Centrex : service de commutation privée fourni par un exploitant public à partir de ses ressources générales de commutation. Il évite ainsi à une entreprise de posséder son propre autocommutateur. Dispositif technique permettant la convergence fixe-mobile

VMS : « Voice Messaging Service »

Cœur de réseau : le cœur de réseau, également appelé́ réseau général, correspond à l’ensemble des supports de transmission et de commutation d’un réseau.

11. En l’espèce, Bouygues Telecom, en tant que MNO, commercialise son offre de gros auprès de trois clients MVNO : EIT, Lebara et Lycamobile. Fin décembre 2019, cette activité représentait [0-5] millions de lignes téléphoniques.

12. De son côté, EIT, en tant que MVNO, se fournit en temps de communication auprès de trois MNO (Orange, SFR et Bouygues Telecom) et commercialise des offres de téléphonie mobile sous cinq marques, essentiellement à la clientèle résidentielle : NRJ Mobile, Auchan Télécom, Cdiscount Mobile, CIC Mobile et Crédit Mutuel Mobile. Fin décembre 2019, EIT commercialisait ces offres auprès de 2 millions de clients.

13. EIT exerce, par ailleurs, une activité de MVNA auprès de [0-100] MVNO, principalement actifs auprès de la clientèle « entreprises ». EIT est, en effet, un full MVNO5. Cela signifie qu’elle dispose de son propre cœur de réseau, ce qui lui permet de fournir certaines prestations spécifiques (comme la terminaison d’appel) et d’animer sa propre politique tarifaire. Sa qualité de full MVNO lui permet également de se positionner comme intermédiaire entre les MNO et les MVNO. Elle prend alors à sa charge l’achat de prestations d’accès auprès d’un MNO pour ensuite revendre à des MVNO des services dits de « bout en bout ». Dans le cadre de cette activité, EIT permet à ses clients MVNO de choisir le réseau sur lequel ils souhaitent héberger les communications de leurs clients entre les réseaux d’Orange, SFR et Bouygues Telecom. Fin décembre 2019, cette activité représentait [0-500 000] lignes téléphoniques.

14. L’instruction a révélé qu’EIT fournit des avantages stratégiques à ses clients MVNO et ce, à plusieurs titres. Premièrement, EIT n’est quasiment pas un concurrent direct de ses clients MVNO s’agissant de la clientèle « entreprises », contrairement aux MNO. Deuxièmement, les solutions techniques développées par EIT sont difficilement réplicables par un opérateur alternatif sans disposer d’un volume de clients suffisant pour financer les investissements.

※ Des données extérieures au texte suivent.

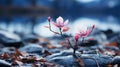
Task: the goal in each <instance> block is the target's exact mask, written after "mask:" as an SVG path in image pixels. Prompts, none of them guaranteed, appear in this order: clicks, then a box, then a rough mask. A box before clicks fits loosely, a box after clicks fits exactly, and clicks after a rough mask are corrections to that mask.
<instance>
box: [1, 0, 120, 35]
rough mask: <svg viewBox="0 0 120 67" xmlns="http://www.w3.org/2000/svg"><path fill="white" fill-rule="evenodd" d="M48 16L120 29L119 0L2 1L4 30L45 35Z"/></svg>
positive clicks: (1, 20)
mask: <svg viewBox="0 0 120 67" xmlns="http://www.w3.org/2000/svg"><path fill="white" fill-rule="evenodd" d="M48 16H51V17H52V18H53V19H54V20H55V18H57V17H58V16H62V17H63V18H64V19H69V20H70V23H73V24H74V26H76V25H78V23H82V24H97V27H99V28H101V29H103V30H106V29H108V28H110V29H112V30H114V31H120V30H119V29H120V0H0V29H1V30H6V31H9V32H14V33H18V34H21V35H23V34H36V35H40V36H42V35H44V34H45V33H46V32H44V31H45V30H44V29H43V28H41V26H44V24H45V23H46V22H47V17H48ZM43 32H44V33H43ZM48 32H49V31H48Z"/></svg>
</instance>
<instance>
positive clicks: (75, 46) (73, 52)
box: [73, 41, 78, 54]
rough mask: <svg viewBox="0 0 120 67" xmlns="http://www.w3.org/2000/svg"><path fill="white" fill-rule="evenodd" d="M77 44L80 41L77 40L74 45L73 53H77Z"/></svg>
mask: <svg viewBox="0 0 120 67" xmlns="http://www.w3.org/2000/svg"><path fill="white" fill-rule="evenodd" d="M77 44H78V41H75V46H74V51H73V54H75V53H76V49H77Z"/></svg>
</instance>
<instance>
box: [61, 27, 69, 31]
mask: <svg viewBox="0 0 120 67" xmlns="http://www.w3.org/2000/svg"><path fill="white" fill-rule="evenodd" d="M69 29H70V28H69V27H63V28H62V32H67V31H68V30H69Z"/></svg>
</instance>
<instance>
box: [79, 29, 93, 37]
mask: <svg viewBox="0 0 120 67" xmlns="http://www.w3.org/2000/svg"><path fill="white" fill-rule="evenodd" d="M90 32H91V30H90V29H87V30H80V31H79V32H78V34H79V35H80V36H81V37H87V36H88V35H89V34H90Z"/></svg>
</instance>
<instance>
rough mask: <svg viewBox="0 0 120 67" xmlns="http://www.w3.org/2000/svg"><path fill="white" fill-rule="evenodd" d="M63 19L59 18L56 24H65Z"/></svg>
mask: <svg viewBox="0 0 120 67" xmlns="http://www.w3.org/2000/svg"><path fill="white" fill-rule="evenodd" d="M63 21H64V20H63V18H62V17H61V16H59V17H58V18H57V19H56V22H57V23H58V24H62V23H63Z"/></svg>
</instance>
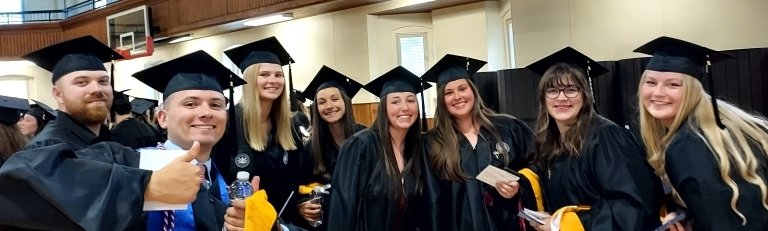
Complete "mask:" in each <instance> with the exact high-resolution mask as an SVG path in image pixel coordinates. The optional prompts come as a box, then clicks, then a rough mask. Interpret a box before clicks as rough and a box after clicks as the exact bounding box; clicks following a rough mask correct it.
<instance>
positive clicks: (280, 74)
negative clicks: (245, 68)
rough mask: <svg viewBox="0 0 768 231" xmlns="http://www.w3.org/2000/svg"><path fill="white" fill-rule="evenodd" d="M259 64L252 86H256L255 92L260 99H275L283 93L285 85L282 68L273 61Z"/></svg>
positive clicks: (282, 68) (278, 96)
mask: <svg viewBox="0 0 768 231" xmlns="http://www.w3.org/2000/svg"><path fill="white" fill-rule="evenodd" d="M259 65H260V66H259V72H258V76H257V77H256V84H254V85H253V87H255V88H257V89H256V92H259V98H260V99H261V100H275V99H277V98H278V97H280V95H282V94H283V89H284V87H285V77H284V75H283V68H282V67H281V66H280V65H278V64H274V63H262V64H259Z"/></svg>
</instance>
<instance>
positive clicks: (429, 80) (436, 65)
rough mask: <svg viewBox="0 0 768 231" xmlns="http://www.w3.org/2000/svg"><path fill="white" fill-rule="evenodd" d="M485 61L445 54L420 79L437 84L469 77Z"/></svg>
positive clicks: (441, 84)
mask: <svg viewBox="0 0 768 231" xmlns="http://www.w3.org/2000/svg"><path fill="white" fill-rule="evenodd" d="M486 63H488V62H486V61H482V60H477V59H473V58H469V57H464V56H458V55H452V54H447V55H445V56H443V58H442V59H440V61H437V63H435V65H434V66H432V68H430V69H429V70H427V72H425V73H424V75H422V76H421V79H422V80H424V81H429V82H434V83H437V86H442V85H445V84H446V83H449V82H452V81H454V80H459V79H470V78H471V77H472V75H473V74H475V73H477V71H479V70H480V68H482V67H483V66H484V65H485V64H486Z"/></svg>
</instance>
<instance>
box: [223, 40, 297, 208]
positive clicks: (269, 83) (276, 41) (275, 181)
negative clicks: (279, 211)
mask: <svg viewBox="0 0 768 231" xmlns="http://www.w3.org/2000/svg"><path fill="white" fill-rule="evenodd" d="M224 53H225V54H226V55H227V56H228V57H229V58H230V59H231V60H232V61H233V62H234V63H236V64H238V65H239V67H240V69H241V70H242V71H243V77H244V79H245V81H246V82H248V83H250V84H249V85H247V86H246V87H243V96H242V98H241V99H240V102H239V103H238V105H237V107H238V108H237V109H238V110H237V111H238V112H237V113H236V114H237V116H236V118H237V121H236V125H237V132H238V134H237V138H238V154H237V155H236V156H235V157H234V159H233V162H232V168H233V170H234V172H237V171H248V172H249V173H250V175H251V176H259V177H260V178H261V182H260V184H259V186H260V187H261V188H262V189H264V190H266V191H267V196H268V198H269V202H270V203H271V204H272V205H273V206H274V207H275V209H277V210H278V211H280V209H281V208H282V207H283V206H285V210H284V211H283V213H282V215H281V218H283V220H285V221H286V222H288V223H296V222H300V221H301V220H303V219H301V218H300V217H299V216H298V211H297V205H296V201H297V200H296V199H297V198H298V197H297V195H293V196H291V195H292V194H296V193H298V192H296V191H297V190H298V186H299V179H300V178H303V177H304V176H299V175H300V173H301V172H302V171H300V169H301V166H302V159H303V158H302V157H301V155H302V152H303V147H302V143H301V138H300V136H299V134H298V133H297V132H296V131H297V130H298V129H295V128H293V122H292V121H291V110H290V105H289V102H288V100H289V95H288V89H287V86H286V76H285V73H284V72H283V68H282V66H283V65H286V64H288V63H289V62H292V60H291V58H290V56H289V55H288V52H286V51H285V49H284V48H283V47H282V45H280V42H279V41H278V40H277V39H276V38H275V37H269V38H266V39H263V40H259V41H255V42H252V43H249V44H246V45H243V46H241V47H238V48H235V49H231V50H227V51H225V52H224ZM300 219H301V220H300Z"/></svg>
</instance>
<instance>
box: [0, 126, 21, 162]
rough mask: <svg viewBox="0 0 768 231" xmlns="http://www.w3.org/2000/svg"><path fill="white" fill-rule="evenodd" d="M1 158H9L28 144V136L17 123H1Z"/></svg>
mask: <svg viewBox="0 0 768 231" xmlns="http://www.w3.org/2000/svg"><path fill="white" fill-rule="evenodd" d="M0 142H2V144H0V158H2V160H7V159H8V158H10V157H11V154H13V153H16V151H18V150H20V149H21V148H23V147H24V146H26V145H27V137H26V136H24V134H22V133H21V131H20V130H19V128H18V127H16V125H15V124H14V125H6V124H0Z"/></svg>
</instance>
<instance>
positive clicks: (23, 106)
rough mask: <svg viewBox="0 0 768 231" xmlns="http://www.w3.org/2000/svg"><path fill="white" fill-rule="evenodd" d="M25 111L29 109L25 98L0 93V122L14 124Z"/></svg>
mask: <svg viewBox="0 0 768 231" xmlns="http://www.w3.org/2000/svg"><path fill="white" fill-rule="evenodd" d="M25 111H29V104H28V103H27V100H26V99H22V98H16V97H10V96H3V95H0V123H2V124H5V125H14V124H16V123H18V122H19V119H21V115H22V114H21V113H23V112H25Z"/></svg>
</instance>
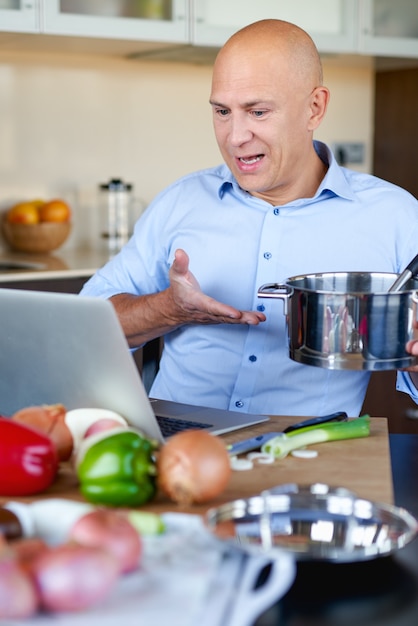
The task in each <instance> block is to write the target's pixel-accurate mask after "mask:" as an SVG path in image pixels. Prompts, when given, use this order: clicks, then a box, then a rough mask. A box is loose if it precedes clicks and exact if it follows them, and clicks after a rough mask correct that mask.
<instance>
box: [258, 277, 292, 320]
mask: <svg viewBox="0 0 418 626" xmlns="http://www.w3.org/2000/svg"><path fill="white" fill-rule="evenodd" d="M292 294H293V288H292V287H289V285H282V284H280V283H266V284H265V285H261V287H259V289H258V294H257V295H258V297H259V298H280V300H283V312H284V314H285V315H287V312H288V302H289V298H290V296H291V295H292Z"/></svg>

Troisièmement, EIT participe à la modélisation et à la négociation de ses offres avec ses clients MVNO afin de leur fournir une offre sur-mesure, adaptée à la clientèle « entreprises ». Enfin quatrièmement, EIT apparaît comme un acteur œuvrant à la diversification des offres à destination des MVNO et à l’innovation. Dans ce sens, l’ARCEP s’inquiète de la disparition d’une offre innovante, non encore commercialisée, fondée sur la technique inédite du multiroaming, qu’EIT était la seule à même de déployer6.

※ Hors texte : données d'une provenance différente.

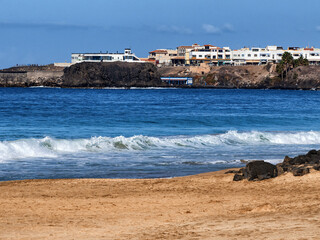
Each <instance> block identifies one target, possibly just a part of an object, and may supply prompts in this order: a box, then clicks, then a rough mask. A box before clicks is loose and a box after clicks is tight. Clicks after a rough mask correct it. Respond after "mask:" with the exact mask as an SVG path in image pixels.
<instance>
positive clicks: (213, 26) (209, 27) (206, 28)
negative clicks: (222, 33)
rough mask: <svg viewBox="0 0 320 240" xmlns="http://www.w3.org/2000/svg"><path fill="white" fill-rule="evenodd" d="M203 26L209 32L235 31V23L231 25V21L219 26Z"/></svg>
mask: <svg viewBox="0 0 320 240" xmlns="http://www.w3.org/2000/svg"><path fill="white" fill-rule="evenodd" d="M202 28H203V30H204V31H205V32H206V33H209V34H220V33H223V32H234V28H233V25H231V24H230V23H225V24H224V25H222V26H221V27H217V26H214V25H211V24H203V25H202Z"/></svg>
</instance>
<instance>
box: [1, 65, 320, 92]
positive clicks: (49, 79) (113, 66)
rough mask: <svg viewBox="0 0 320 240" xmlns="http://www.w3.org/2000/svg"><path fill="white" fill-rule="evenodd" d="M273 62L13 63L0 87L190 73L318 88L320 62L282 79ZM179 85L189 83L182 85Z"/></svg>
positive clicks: (241, 79) (193, 85)
mask: <svg viewBox="0 0 320 240" xmlns="http://www.w3.org/2000/svg"><path fill="white" fill-rule="evenodd" d="M275 69H276V65H275V64H268V65H264V66H214V67H208V66H207V65H206V67H203V66H189V67H186V66H184V67H182V66H179V67H161V68H157V67H155V66H154V65H153V64H151V63H123V62H113V63H80V64H75V65H72V66H71V67H67V68H65V69H64V70H63V68H62V67H56V66H53V65H46V66H25V67H13V68H9V69H5V70H2V71H0V87H29V86H54V87H59V86H60V87H94V88H100V87H128V88H129V87H168V85H167V84H165V83H162V82H161V80H160V76H172V77H179V76H180V77H193V82H194V84H193V86H192V87H201V88H203V87H209V88H250V89H251V88H252V89H312V90H315V89H319V90H320V66H301V67H297V68H294V69H291V70H290V71H289V72H288V75H287V77H285V78H284V79H281V78H280V77H279V76H278V74H277V73H276V71H275ZM180 87H190V86H183V85H181V86H180Z"/></svg>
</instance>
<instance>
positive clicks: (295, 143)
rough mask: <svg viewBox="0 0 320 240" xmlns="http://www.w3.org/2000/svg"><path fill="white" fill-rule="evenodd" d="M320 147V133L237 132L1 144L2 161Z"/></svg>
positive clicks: (11, 141) (228, 131)
mask: <svg viewBox="0 0 320 240" xmlns="http://www.w3.org/2000/svg"><path fill="white" fill-rule="evenodd" d="M278 144H285V145H312V144H320V132H316V131H309V132H258V131H251V132H238V131H228V132H226V133H223V134H216V135H200V136H172V137H150V136H142V135H138V136H133V137H123V136H118V137H114V138H111V137H92V138H88V139H55V138H51V137H45V138H41V139H20V140H15V141H1V142H0V159H3V160H6V159H21V158H29V157H49V158H52V157H57V156H59V155H60V154H73V153H77V152H88V153H90V152H115V151H143V150H152V149H169V150H170V149H173V150H174V149H176V148H210V147H212V148H214V147H215V146H224V145H225V146H227V145H228V146H236V145H239V146H241V145H278Z"/></svg>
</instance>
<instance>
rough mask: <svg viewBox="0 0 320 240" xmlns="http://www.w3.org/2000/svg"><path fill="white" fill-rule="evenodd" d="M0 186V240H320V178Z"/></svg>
mask: <svg viewBox="0 0 320 240" xmlns="http://www.w3.org/2000/svg"><path fill="white" fill-rule="evenodd" d="M225 171H226V170H224V171H219V172H214V173H206V174H200V175H195V176H188V177H181V178H172V179H148V180H127V179H117V180H112V179H70V180H69V179H65V180H27V181H13V182H0V239H255V240H257V239H277V240H278V239H285V240H287V239H308V240H310V239H320V172H316V171H313V172H312V173H310V174H308V175H305V176H302V177H294V176H292V174H291V173H288V174H285V175H282V176H280V177H277V178H275V179H269V180H265V181H261V182H248V181H246V180H244V181H241V182H233V181H232V178H233V174H224V172H225Z"/></svg>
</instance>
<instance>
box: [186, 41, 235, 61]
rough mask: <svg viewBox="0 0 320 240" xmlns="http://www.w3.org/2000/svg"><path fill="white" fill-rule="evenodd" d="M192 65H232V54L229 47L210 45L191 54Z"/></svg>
mask: <svg viewBox="0 0 320 240" xmlns="http://www.w3.org/2000/svg"><path fill="white" fill-rule="evenodd" d="M189 60H190V64H191V65H197V64H201V63H208V64H211V65H225V64H232V52H231V50H230V48H229V47H223V48H220V47H216V46H212V45H210V44H208V45H204V46H199V47H197V48H195V49H193V50H191V51H190V52H189Z"/></svg>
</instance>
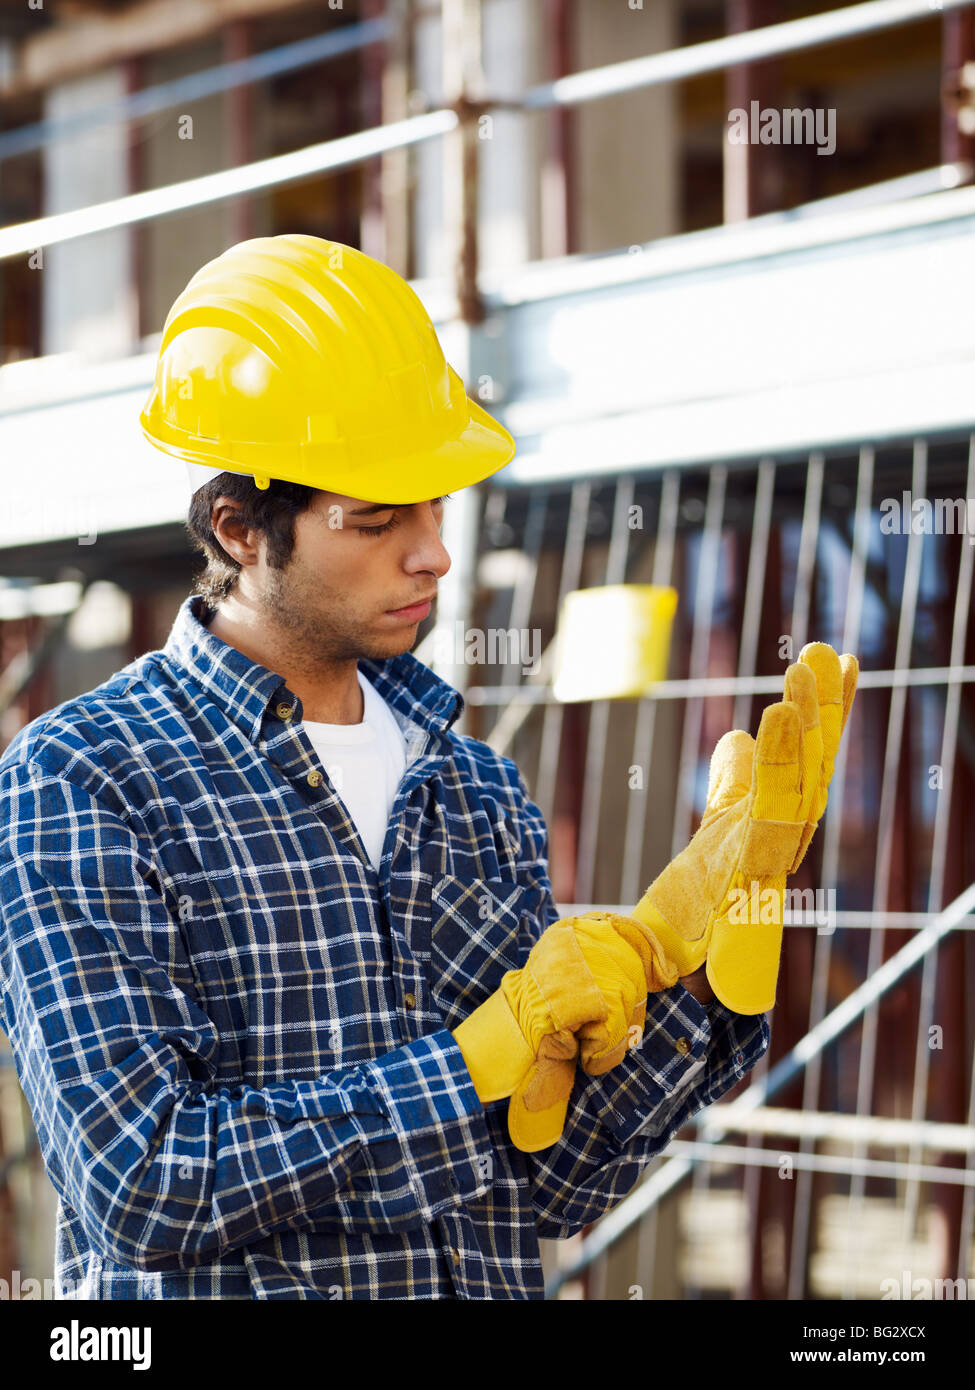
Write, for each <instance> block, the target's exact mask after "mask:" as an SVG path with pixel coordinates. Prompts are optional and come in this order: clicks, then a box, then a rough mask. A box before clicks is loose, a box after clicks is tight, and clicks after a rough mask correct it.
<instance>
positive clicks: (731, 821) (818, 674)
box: [630, 642, 858, 1015]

15. Mais au-delà de la question de la singularité de l’offre proposée par EIT, l’Autorité s’est interrogée sur l’existence d’un marché de gros spécifique, regroupant les prestations qui sont fournies aux MVNO proposant leurs offres aux entreprises7, par les opérateurs MVNA disposant d’un cœur de réseau8, à l’instar des offres fournies par EIT.

16. En effet, la quasi-totalité des répondants aux tests de marché, à la fois clients et concurrents d’EIT, considère que le cœur de réseau est essentiel à l’offre d’un MVNA, en ce qu’elle lui permet à la fois de maîtriser sa politique tarifaire et de proposer une offre spécifique aux petits MVNO, tant en termes de prix qu’en termes de qualité. L’offre d’EIT, en tant que MVNA disposant d’un cœur de réseau, est, en effet, principalement commercialisée auprès de petits opérateurs MVNO, c’est-à-dire requérant peu de lignes. Il en va de même des autres MVNA présents sur le marché, tels que Transatel, Alphalink, ou Sewan qui sont également susceptibles de proposer des tarifs intéressants aux petits opérateurs.

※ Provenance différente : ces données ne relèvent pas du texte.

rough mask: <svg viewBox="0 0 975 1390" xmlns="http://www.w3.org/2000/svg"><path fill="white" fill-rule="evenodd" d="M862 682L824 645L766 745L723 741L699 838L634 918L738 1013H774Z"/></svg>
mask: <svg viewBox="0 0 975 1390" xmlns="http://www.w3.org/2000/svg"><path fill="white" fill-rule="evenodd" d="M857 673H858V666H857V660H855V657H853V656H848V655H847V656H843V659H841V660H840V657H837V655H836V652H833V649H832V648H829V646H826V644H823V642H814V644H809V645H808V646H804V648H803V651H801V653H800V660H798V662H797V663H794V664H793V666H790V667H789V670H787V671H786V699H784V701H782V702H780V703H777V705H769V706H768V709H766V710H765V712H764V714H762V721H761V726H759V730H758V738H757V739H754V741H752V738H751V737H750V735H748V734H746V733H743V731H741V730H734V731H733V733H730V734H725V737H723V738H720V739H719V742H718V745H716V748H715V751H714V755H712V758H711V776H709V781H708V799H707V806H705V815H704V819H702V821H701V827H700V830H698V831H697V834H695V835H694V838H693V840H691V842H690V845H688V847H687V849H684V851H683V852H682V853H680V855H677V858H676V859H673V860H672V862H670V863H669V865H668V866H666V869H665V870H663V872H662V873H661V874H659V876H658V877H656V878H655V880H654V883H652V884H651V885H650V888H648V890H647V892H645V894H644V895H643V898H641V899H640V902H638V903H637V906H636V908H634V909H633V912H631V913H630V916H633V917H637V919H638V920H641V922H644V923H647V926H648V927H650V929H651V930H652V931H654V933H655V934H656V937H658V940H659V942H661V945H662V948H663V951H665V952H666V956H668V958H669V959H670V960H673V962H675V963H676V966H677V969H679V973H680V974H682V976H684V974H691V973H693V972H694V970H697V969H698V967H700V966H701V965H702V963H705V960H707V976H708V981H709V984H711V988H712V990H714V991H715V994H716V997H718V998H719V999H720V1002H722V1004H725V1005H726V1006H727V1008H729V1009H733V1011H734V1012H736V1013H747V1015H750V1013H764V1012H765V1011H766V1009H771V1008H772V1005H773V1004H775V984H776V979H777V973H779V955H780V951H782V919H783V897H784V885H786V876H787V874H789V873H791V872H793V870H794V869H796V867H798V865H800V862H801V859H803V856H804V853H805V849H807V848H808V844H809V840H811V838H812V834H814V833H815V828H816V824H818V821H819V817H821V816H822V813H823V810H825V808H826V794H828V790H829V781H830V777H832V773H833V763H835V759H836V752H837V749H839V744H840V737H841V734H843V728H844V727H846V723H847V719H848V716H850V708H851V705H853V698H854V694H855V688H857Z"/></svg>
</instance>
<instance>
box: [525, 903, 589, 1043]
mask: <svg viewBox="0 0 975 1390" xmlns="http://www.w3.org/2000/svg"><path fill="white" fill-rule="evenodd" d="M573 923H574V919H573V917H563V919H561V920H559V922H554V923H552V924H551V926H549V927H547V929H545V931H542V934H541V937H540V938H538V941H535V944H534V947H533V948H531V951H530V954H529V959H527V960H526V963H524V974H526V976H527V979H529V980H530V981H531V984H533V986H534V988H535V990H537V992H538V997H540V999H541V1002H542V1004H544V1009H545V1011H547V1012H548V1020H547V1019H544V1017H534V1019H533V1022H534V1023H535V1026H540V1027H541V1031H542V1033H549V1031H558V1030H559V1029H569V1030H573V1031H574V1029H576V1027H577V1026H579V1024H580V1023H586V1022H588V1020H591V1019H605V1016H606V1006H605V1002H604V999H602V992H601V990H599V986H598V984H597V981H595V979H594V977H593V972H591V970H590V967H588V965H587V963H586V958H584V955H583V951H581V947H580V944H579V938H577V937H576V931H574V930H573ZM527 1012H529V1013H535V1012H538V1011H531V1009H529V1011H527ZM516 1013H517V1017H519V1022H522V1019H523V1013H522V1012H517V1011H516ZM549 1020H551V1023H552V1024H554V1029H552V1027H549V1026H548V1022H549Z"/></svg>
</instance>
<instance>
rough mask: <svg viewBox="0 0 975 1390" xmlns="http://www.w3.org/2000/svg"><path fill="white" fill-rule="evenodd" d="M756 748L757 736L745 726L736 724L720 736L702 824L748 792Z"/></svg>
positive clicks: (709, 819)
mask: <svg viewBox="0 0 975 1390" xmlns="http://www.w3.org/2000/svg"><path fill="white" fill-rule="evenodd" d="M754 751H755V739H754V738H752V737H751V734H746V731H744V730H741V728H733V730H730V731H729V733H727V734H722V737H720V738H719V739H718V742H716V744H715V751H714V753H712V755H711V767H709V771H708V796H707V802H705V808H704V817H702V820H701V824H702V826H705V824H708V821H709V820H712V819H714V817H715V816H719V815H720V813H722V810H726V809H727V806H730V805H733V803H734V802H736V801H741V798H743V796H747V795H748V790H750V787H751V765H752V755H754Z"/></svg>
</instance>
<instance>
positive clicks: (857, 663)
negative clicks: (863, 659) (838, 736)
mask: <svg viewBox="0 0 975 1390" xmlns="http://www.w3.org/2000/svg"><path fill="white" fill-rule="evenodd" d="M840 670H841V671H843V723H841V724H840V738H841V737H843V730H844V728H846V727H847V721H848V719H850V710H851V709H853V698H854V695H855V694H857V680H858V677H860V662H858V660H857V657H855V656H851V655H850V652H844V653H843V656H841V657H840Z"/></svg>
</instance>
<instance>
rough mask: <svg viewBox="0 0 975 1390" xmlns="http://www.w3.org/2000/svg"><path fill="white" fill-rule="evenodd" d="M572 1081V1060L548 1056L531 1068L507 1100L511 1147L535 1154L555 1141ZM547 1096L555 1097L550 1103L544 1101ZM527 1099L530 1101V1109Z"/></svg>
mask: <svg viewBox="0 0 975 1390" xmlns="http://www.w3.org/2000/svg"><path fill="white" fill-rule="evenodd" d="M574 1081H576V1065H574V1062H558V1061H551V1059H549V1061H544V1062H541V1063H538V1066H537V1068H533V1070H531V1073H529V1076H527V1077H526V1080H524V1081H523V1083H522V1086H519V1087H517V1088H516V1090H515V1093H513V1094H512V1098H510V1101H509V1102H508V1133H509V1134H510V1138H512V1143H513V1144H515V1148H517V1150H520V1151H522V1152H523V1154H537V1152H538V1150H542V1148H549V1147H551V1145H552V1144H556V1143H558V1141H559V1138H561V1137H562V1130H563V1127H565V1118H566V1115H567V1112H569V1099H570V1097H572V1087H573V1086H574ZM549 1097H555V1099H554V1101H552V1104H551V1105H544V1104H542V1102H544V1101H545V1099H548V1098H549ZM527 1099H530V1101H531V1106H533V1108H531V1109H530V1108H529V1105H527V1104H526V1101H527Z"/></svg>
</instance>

17. A contrario, l’instruction a révélé que l’offre de gros de Bouygues Telecom est, à ce jour, conçue pour des MVNO importants en termes de nombre de lignes, disposant déjà d’équipements de cœur de réseau, qui nécessitent donc des raccordements très sécurisés avec le MNO et tournés vers la clientèle résidentielle. Il en va de même des offres de gros d’Orange et de SFR9. Dans ce sens, lors de son audition, le Club des Dirigeants Réseaux et Télécoms (ci- après « CDRT ») a expliqué que les MNO ne proposent pas, aujourd’hui, d’offre intéressante pour les petits MVNO : « Un MVNO qui voudrait développer une offre de « full MVNO » avec Orange doit réaliser un investissement d’un million d’euros, sans compter le temps/homme nécessaire à cette opération. EIT permet aux MVNO de disposer d’un service équivalent à moins de 100 000 euros ».

18. Le profil de la clientèle des MVNA se distingue ainsi nettement de celui de la clientèle des MNO.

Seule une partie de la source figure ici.